Business Management for Every Enterprise

Unit 5

Corporations

Nature and Classification

A corporation is a creature of statute, an artificial “person.”

- The dictionary defines "corporation" as "a number of persons united in one body for a purpose.“

- Recent Supreme Court rulings have allowed corporations to spend money in candidate elections, or on religious grounds, refuse to comply with federal mandate to cover birth control in employee health plans.

- Corporations can have one or more shareholders.

-Owners can be natural persons or other businesses.

- Corporation substitutes itself for shareholders.

-Has constitutional guarantees of free speech, due process, and freedom from unreasonable search and seizure. 


Corporate Personnel

Responsibility for overall management of the company rests with the Board of Directors.

A Board of Directors (B of D) is a group of individuals, elected to represent stockholders. A Board’s mandate is to establish policies for corporate management and make decisions on major company issues. Every public company must have a board of directors. Some private and nonprofit organizations also have a Board of Directors.

Shareholders can sue corporations and be sued by corporations. 


Limited Liability of Shareholders

One of the key advantages of corporations is limited liability of owners (shareholders).

In certain situations, the corporate “veil” of limited liability can be pierced, holding the shareholders personally liable. 

Shareholders will usually only be liable for a corporations debt if the cosigned or personally guaranteed that debt. 

Shareholders may also be held liable if a creditor can prove shareholders comingled personal and business funds.    

Torts and Criminal Acts

Corporation is liable for the torts committed by its agents or officers.

- Tort: a civil wrong that causes someone else to suffer loss or harm resulting in legal liability for the person who commits the tortious act. 

Corporation cannot be liable for criminal acts, but only fined. However, responsible officers may go to prison 

S Corporation

A Subchapter S (S Corporation) is a form of corporation that meets specific Internal Revenue Code requirements, giving a corporation with 100 shareholders or less the benefit of incorporation while being taxed as a partnership. The corporation can pass income directly to shareholders and avoid the double taxation that is inherent with the dividends of public companies, while still enjoying the advantages of the corporate structure. Requirements include being a domestic corporation, not having more than 100 shareholders, including only eligible shareholders and having only one class of stock.


Corporate Financing: Bonds

Issued by firms and government at all levels.

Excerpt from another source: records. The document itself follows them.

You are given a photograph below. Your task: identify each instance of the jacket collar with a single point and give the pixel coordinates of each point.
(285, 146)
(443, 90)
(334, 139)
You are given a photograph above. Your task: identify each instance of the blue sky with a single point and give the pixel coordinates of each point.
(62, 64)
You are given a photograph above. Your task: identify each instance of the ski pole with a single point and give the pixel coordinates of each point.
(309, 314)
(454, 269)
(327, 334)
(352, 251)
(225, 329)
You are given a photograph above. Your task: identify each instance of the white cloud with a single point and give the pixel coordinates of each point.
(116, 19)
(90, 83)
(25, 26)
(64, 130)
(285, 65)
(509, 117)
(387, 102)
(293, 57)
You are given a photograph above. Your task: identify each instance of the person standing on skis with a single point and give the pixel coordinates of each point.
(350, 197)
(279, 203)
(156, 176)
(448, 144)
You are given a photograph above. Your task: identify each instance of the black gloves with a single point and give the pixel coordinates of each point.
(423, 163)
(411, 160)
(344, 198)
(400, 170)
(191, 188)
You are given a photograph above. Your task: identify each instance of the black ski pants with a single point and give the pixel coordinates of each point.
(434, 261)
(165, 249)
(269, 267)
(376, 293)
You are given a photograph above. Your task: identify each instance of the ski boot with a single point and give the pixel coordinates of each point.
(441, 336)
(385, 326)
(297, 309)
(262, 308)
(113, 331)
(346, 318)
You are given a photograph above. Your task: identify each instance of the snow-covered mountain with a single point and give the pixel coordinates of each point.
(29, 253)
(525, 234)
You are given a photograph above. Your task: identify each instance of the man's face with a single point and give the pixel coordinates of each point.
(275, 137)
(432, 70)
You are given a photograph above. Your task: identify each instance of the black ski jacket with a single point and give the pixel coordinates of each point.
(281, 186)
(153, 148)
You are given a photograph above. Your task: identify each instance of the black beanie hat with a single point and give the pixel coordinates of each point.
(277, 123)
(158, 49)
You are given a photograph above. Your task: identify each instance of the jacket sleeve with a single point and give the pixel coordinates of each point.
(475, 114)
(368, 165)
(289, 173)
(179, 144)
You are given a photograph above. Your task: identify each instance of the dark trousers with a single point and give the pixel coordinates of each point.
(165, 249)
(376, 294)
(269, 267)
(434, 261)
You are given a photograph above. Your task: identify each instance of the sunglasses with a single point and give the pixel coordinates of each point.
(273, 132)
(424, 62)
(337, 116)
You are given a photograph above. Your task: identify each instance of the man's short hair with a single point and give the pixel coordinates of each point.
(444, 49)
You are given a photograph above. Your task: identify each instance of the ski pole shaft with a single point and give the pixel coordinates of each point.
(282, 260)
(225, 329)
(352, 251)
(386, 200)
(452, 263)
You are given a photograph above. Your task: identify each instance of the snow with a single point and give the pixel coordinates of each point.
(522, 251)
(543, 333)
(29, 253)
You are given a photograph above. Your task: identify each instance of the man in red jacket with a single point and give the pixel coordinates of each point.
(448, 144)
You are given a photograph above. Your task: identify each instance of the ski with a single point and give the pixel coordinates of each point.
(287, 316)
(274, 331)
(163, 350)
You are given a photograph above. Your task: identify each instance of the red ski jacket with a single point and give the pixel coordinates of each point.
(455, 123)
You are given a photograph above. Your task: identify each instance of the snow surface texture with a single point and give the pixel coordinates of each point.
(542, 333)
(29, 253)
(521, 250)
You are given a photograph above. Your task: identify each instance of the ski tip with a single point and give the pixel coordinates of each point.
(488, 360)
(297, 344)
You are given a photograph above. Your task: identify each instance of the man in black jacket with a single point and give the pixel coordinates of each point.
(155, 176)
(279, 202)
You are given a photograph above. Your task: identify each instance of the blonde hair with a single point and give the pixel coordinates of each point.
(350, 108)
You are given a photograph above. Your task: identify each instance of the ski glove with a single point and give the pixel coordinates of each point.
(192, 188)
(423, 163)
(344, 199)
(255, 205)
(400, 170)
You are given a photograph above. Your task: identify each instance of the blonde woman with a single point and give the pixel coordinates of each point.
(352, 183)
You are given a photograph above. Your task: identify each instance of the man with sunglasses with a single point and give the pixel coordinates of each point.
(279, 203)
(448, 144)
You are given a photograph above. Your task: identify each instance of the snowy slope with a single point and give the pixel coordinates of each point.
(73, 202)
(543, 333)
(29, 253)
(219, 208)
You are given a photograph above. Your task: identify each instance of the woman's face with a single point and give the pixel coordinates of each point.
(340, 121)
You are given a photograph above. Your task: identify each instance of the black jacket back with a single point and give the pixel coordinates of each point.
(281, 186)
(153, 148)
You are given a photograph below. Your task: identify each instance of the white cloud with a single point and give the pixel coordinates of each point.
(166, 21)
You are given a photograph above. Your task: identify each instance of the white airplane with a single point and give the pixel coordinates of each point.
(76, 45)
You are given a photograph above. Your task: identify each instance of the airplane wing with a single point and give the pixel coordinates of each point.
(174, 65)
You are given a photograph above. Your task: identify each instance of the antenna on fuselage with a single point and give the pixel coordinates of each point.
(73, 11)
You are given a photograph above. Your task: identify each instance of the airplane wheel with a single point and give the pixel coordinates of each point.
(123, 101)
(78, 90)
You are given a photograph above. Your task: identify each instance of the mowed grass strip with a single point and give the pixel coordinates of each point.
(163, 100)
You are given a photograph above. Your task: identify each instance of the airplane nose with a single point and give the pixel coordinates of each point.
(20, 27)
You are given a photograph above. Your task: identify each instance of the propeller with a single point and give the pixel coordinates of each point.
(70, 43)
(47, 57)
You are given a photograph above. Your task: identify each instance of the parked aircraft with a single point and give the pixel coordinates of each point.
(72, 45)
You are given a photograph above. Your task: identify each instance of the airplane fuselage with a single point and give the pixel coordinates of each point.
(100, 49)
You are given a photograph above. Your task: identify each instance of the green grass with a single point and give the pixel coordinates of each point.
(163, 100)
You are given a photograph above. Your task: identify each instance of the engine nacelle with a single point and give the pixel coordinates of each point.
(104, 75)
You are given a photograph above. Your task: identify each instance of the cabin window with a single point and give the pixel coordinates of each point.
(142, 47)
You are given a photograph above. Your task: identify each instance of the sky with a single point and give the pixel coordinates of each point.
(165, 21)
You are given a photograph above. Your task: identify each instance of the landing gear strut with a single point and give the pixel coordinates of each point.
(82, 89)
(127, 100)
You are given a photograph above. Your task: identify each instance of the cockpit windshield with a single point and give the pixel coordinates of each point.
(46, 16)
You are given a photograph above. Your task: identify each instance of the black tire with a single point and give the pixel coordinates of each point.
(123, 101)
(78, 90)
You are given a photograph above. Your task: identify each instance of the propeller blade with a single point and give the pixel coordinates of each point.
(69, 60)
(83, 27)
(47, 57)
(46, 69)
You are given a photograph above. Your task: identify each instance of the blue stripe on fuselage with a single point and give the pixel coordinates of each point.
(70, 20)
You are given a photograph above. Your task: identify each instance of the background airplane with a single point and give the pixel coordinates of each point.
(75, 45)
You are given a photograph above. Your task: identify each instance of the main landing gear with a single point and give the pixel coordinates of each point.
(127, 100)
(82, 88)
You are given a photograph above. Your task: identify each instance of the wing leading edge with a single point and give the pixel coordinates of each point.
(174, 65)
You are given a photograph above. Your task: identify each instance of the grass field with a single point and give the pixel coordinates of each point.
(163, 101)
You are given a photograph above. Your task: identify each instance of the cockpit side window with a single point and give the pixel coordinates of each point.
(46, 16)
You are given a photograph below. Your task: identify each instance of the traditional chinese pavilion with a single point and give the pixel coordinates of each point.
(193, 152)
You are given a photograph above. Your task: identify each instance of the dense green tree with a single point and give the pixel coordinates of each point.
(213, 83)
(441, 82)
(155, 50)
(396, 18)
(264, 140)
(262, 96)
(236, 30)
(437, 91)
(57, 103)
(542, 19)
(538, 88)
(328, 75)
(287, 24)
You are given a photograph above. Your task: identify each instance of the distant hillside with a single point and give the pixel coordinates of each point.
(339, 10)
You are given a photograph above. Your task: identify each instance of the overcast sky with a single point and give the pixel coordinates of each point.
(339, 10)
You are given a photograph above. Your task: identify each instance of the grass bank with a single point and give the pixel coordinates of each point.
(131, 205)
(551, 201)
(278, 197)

- Normally have a maturity date – when principal is returned to investor.
- Sometimes referred to as fixed income securities, because bondholders receive fixed-dollar interest payments.
-Bond indenture: lending agreement  

Corporate Financing: Stocks

Common stock – Represents true ownership of a corporation. Provides proportional ownership interest reflected in voting, control, earnings and assets. Shareholders receive dividends declared by the Board of Directors.

Preferred stock - Preferred shareholders have priority over common stockholders when it comes to dividends, which generally yield more than common stock and can be paid monthly or quarterly. These dividends can be fixed or set in terms of a benchmark interest rate like the LIBOR​. Adjustable-rate shares specify certain factors that influence the dividend yield, and participating shares can pay additional dividends that are reckoned in terms of common stock dividends or the company's profits.


Corporate Financing: Other

Venture Capital - In a venture capital deal, large ownership chunks of a company are created and sold to a few investors through independent limited partnerships that are established by venture capital firms. Sometimes these partnerships consist of a pool of several similar enterprises.

Private Equity Capital -  Private equity comes primarily from institutional investors and accredited investors, who can dedicate substantial sums of money for extended time periods. In most cases, considerably long holding periods are often required for private equity investments


One important difference between venture capital and other private equity deals, however, is that venture capital tends to focus on emerging companies seeking substantial funds for the first time , while private equity tends to fund larger, more established companies that are seeking an equity infusion or a chance for company founders to transfer some of their ownership stake.